Padahal di Semester I-2020 perseroan masih mencatatkan rugi bersih sebesar Rp12,1 miliar.
Berdasarkan laporan keuangan yang dipublikasi di Jakarta, Rabu (4/8), perolehan laba bersih PRDA tersebut ditopang oleh jumlah pendapatan bersih perseroan di Semester I-2021 yang melonjak menjadi Rp1,24 triliun dari Rp657,29 miliar pada periode yang sama di 2020.
Seiring dengan peningkatan pendapatan, selama enam bulan pertama tahun ini jumlah beban pokok pendapatan meningkat menjadi Rp471,42 miliar dari Rp319,45 miliar di Semester I-2020.
Maka, laba bruto PRDA pada paruh pertama tahun ini menjadi sebesar Rp766,94 miliar.
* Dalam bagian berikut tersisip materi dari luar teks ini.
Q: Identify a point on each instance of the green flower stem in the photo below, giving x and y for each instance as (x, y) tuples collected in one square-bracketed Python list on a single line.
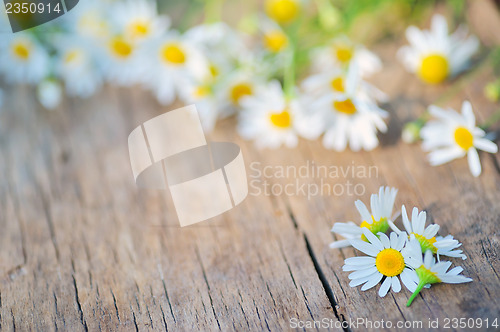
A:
[(420, 286)]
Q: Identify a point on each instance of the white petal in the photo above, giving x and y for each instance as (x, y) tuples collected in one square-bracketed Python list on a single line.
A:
[(363, 260), (365, 247), (468, 114), (362, 273), (485, 145), (373, 281), (384, 288), (474, 163), (363, 211), (406, 222), (396, 285)]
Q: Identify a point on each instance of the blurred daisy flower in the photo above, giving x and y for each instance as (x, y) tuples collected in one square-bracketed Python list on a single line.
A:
[(274, 39), (341, 52), (378, 221), (124, 63), (90, 20), (427, 272), (283, 11), (139, 19), (350, 115), (242, 83), (434, 55), (49, 93), (426, 236), (386, 259), (171, 61), (272, 120), (23, 59), (455, 135), (77, 67)]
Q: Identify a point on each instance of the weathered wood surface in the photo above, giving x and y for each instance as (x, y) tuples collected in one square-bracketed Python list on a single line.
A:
[(81, 248)]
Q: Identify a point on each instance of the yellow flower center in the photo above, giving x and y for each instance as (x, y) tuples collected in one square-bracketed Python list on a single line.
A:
[(343, 53), (345, 106), (282, 11), (425, 243), (201, 91), (281, 120), (214, 71), (464, 138), (121, 48), (138, 29), (172, 53), (21, 51), (375, 227), (240, 90), (275, 41), (434, 69), (338, 84), (73, 56), (390, 262)]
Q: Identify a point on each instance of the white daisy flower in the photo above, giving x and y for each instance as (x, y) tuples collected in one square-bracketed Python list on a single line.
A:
[(350, 117), (271, 119), (434, 55), (333, 81), (207, 102), (90, 19), (427, 272), (426, 236), (235, 87), (173, 60), (283, 11), (23, 59), (77, 67), (274, 39), (455, 135), (341, 52), (124, 62), (139, 19), (378, 221), (386, 259), (49, 93)]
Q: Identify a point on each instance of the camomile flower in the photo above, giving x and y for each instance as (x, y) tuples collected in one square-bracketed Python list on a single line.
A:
[(350, 117), (123, 62), (204, 95), (90, 20), (333, 81), (427, 272), (434, 55), (271, 119), (172, 60), (274, 39), (235, 87), (386, 260), (341, 52), (283, 11), (23, 59), (455, 135), (49, 93), (139, 19), (77, 67), (378, 221), (426, 236)]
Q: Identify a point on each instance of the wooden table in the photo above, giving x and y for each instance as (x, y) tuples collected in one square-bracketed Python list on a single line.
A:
[(81, 248)]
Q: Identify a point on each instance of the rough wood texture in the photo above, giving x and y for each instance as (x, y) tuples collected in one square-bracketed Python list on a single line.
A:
[(82, 249)]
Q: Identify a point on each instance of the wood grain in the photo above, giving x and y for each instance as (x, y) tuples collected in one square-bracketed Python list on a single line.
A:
[(82, 249)]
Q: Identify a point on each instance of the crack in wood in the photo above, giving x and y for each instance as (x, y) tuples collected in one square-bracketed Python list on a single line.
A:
[(208, 285), (79, 305)]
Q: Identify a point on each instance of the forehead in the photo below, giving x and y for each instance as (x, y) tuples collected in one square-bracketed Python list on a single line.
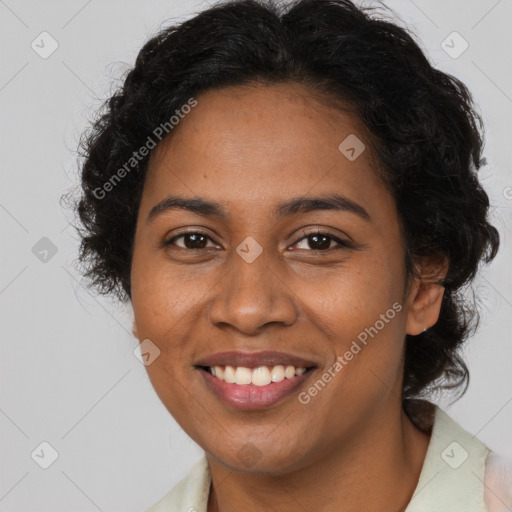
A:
[(262, 142)]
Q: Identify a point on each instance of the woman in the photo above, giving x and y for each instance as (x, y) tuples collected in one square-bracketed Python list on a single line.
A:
[(288, 197)]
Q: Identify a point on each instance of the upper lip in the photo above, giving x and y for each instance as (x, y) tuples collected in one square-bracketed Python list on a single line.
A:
[(254, 359)]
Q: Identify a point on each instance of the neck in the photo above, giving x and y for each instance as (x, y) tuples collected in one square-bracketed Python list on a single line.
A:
[(376, 469)]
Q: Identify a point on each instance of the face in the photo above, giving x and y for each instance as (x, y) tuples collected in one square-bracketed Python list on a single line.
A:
[(298, 262)]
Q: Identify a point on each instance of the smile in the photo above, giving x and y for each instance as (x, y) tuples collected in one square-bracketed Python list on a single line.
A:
[(260, 376)]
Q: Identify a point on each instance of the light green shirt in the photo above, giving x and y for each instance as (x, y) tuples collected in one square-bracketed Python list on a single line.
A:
[(459, 474)]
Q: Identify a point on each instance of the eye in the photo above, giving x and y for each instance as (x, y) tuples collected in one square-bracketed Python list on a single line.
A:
[(320, 241), (191, 240)]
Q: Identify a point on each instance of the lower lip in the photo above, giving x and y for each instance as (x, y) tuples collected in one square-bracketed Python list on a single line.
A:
[(250, 396)]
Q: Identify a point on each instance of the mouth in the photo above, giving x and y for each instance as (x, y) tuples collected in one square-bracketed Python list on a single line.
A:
[(251, 381)]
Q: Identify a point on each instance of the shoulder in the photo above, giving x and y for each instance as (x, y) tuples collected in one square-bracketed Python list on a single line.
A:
[(190, 493), (498, 483)]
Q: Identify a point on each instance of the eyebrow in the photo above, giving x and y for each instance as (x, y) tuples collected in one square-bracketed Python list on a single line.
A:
[(209, 208)]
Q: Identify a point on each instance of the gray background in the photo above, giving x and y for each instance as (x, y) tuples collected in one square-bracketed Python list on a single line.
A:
[(68, 373)]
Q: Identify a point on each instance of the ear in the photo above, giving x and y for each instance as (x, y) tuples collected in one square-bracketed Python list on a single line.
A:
[(425, 296), (134, 329)]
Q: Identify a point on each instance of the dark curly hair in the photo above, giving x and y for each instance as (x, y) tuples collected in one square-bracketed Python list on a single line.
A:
[(423, 125)]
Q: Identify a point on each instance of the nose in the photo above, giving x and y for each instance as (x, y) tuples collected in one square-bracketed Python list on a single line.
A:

Sementara itu laba usaha PRDA di Semester I-2021 tercatat sebesar Rp365,54 miliar atau berbalik positif dibanding Semester I-2020 yang mengalami rugi usaha mencapai Rp36,88 miliar.
Selama enam bulan pertama tahun ini, pendapatan keuangan Prodia sebesar Rp17,36 miliar, sedangkan beban keuangan senilai Rp1,74 miliar.
Sehingga, pada paruh pertama 2021 jumlah laba sebelum pajak yang dihasilkan perseroan menjadi sebesar Rp381,15 miliar atau berbanding terbalik dengan kinerja di Semester I-2020 yang mencatatkan rugi sebelum pajak sebesar Rp16,8 miliar.